6 replies to this topic

[nitinp]

Hello guys,
We have an install which has a deferred custom action that launches a dll within a web browser. The dll is in a virtual directory. The problem here is that on certain machines running Windows 2003 and are domain controllers, the msiexec process runs this custom action dll under the local system account and when it does that the install rolls back. It is because local system account doesn't have enough rights to authenticate against IIS and run this ISAPI dll within the web browser. Its happening on some of our customer systems. We reformatted and built up the domain again properly and the msiexec process runs this custom action under the logged in windows user account which is the right way. Now my question is, is it possible to make the msiexec process run this particular deferred custom action under the windows user account always instead of local system account? If this can be done, we can save lot of time instead of reformatting the machine and building up a domain from scratch.

Any help in this matter will be appreciated.

Thanks,
Nitin

[Zweitze]

About these particular systems, do they have Terminal Services installed? Try adding the flag msidbCustomActionTypeTSAware to the custom action type.

See also http://msdn.microsof...ion_options.asp

[Glytzhkof]

I am almost positive that Zweite is right. It seems that terminal server computers always run deferred custom actions in system context.

[nitinp]

This is already being tested at a customer site. So changing the custom action type and giving the new msi is going to be a bit difficult. Are you guys sure that terminal services being installed on that machine can be causing this problem? I can just ask them to uninstall terminal services and then try this again. Its a windows 2003 Domain Controller. If it works then great

Thanks,
Nitin

[Zweitze]

I can think of different scenarios, but I'm sure you would have mentioned a hint pointing in the right direction. For example:

1. The software is not installed using its UI, but using a (system) Software Installation GPO. When rebooting the DC, the software is installed. The complete installation is installed using the SYSTEM account of the DC, because... nobody is logged in yet!

2. The software is installed by a non-admin user, and the 'InstallElevated' policy is set for both the DC and this user. Further, you set the flag msidbCustomActionTypeNoImpersonate in the CA type.
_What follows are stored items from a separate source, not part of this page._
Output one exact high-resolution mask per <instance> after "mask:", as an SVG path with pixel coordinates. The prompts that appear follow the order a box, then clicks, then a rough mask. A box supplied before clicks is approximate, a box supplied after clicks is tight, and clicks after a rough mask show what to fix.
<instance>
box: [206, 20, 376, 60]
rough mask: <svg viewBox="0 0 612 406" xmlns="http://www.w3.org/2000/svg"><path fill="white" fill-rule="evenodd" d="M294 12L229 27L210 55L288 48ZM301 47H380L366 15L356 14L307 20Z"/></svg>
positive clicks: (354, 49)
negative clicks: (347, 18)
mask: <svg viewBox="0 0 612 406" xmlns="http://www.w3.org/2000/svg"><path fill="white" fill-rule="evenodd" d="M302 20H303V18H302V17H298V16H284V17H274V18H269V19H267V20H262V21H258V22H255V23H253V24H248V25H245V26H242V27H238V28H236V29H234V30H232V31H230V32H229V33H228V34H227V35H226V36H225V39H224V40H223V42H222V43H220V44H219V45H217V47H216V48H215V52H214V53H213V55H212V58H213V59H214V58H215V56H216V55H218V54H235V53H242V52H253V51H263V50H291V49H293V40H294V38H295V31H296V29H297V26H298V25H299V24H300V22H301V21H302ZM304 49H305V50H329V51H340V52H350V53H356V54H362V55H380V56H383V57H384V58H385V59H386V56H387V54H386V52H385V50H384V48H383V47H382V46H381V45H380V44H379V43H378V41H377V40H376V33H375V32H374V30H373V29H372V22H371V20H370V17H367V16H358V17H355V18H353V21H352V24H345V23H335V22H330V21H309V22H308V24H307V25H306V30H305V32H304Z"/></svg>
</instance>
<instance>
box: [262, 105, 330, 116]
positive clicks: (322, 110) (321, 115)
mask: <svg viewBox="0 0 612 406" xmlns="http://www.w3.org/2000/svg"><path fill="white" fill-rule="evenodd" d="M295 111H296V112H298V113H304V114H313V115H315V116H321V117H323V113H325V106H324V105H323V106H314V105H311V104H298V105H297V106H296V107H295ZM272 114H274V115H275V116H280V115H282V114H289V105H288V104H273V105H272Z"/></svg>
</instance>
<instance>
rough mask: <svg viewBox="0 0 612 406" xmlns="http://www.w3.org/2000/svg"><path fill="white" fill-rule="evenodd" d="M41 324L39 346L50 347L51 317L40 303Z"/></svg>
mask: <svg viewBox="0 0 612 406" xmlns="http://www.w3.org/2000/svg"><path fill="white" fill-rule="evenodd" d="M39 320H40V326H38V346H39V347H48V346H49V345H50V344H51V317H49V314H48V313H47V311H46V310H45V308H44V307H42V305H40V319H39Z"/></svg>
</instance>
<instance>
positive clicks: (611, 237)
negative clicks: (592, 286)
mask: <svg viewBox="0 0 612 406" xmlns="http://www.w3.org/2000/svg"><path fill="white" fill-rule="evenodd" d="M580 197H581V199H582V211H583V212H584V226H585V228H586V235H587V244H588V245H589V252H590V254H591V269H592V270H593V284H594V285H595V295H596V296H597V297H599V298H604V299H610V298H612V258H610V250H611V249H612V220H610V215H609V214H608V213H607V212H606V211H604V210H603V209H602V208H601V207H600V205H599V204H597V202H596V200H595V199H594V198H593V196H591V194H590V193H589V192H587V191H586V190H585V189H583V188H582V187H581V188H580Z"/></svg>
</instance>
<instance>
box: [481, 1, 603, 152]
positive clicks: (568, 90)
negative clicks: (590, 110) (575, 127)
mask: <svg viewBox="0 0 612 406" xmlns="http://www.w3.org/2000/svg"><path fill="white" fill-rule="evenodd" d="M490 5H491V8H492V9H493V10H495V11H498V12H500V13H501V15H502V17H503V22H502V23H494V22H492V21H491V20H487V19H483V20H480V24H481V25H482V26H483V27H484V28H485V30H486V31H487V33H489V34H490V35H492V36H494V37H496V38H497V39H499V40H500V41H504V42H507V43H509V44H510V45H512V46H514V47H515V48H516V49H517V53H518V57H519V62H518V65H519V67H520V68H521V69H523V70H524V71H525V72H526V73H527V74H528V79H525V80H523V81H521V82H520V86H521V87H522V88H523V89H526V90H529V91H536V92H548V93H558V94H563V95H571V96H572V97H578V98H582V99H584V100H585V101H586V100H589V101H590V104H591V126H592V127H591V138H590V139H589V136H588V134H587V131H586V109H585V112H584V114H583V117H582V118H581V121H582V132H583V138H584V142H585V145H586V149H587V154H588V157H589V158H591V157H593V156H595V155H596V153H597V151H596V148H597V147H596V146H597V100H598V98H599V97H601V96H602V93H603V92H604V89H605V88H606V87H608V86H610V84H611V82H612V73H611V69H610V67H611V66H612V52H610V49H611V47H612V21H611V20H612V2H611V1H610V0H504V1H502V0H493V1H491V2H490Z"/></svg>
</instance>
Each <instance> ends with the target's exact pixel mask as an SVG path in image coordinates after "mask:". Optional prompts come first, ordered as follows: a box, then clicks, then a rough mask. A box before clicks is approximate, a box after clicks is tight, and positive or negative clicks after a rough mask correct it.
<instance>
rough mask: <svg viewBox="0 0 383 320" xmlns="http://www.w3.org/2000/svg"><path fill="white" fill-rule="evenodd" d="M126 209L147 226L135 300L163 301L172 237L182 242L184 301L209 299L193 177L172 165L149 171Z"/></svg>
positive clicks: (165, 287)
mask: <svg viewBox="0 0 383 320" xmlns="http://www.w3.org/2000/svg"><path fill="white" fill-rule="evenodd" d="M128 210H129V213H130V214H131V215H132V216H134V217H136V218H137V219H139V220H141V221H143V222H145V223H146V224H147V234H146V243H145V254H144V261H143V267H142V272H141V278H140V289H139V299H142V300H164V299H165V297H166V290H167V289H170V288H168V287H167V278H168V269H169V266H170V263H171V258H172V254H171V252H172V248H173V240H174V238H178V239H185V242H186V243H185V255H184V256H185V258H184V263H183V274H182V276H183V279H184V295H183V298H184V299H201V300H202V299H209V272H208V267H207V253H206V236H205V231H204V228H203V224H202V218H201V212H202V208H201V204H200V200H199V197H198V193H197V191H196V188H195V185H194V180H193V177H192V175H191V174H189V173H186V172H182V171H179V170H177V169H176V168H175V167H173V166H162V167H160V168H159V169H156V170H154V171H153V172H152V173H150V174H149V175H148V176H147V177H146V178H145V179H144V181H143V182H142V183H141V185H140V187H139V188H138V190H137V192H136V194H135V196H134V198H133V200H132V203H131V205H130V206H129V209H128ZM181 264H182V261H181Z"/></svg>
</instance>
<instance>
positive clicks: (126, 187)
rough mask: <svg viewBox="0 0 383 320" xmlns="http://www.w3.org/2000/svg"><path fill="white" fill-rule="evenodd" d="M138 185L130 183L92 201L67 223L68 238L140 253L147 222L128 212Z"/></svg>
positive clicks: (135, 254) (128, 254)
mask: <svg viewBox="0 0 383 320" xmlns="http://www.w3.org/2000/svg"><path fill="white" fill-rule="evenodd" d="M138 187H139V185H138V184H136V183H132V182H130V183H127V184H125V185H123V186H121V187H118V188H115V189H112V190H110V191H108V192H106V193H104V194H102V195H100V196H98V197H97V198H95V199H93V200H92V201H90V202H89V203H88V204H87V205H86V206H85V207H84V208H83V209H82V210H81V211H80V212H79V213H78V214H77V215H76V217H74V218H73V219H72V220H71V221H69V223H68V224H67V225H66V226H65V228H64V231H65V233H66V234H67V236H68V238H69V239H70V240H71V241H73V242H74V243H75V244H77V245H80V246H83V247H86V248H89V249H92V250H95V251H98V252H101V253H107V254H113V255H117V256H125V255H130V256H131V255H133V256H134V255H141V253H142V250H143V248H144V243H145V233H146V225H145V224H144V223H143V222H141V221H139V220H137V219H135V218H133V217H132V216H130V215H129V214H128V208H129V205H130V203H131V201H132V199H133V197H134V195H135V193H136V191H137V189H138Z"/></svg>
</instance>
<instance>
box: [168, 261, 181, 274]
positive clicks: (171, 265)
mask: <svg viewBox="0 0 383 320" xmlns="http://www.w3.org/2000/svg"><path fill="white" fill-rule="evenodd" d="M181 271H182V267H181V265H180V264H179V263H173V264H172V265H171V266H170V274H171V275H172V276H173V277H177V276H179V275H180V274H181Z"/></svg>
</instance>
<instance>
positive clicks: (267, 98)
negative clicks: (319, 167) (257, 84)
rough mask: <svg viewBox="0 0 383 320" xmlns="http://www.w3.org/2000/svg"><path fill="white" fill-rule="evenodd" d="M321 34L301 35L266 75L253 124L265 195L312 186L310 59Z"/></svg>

Either way, the Terminal Services explanation seems much more plausible.

[nitinp]

You guys are awesome. Ya, the customer tried installing the software locally on the machine with terminal services installed. Even then it worked fine. But now the problem is that they said they have many customer locations where they need to install this software thru terminal services. Is there a way we can do something to the custom action so that it doesn't run under the localsystem account and runs under the windows user who logged in? I read from your replies that adding the msidbCustomActionTypeTSAware might do it. Do you have any more suggestions that might help?

Thanks a ton !!!

Nitin

Edited by nitinp, 26 July 2005 - 15:49.

[Zweitze]

Sure...

First, the account used for installation can actually be configured. It is the account used by the Windows Installer service, so if you change that account, all should be well. Obviously, the account should have sufficient priviliges.
The easiest solution is the flag, but it was introduced in Windows Installer 3.0. I don't know for sure what happens on earlier versions of Windows Installer (my guess: it is ignored).
The real solution is rewriting the CA so it can work in this situation, eg. have it impersonate a valid user (ask for credentials in UI), before doing the job.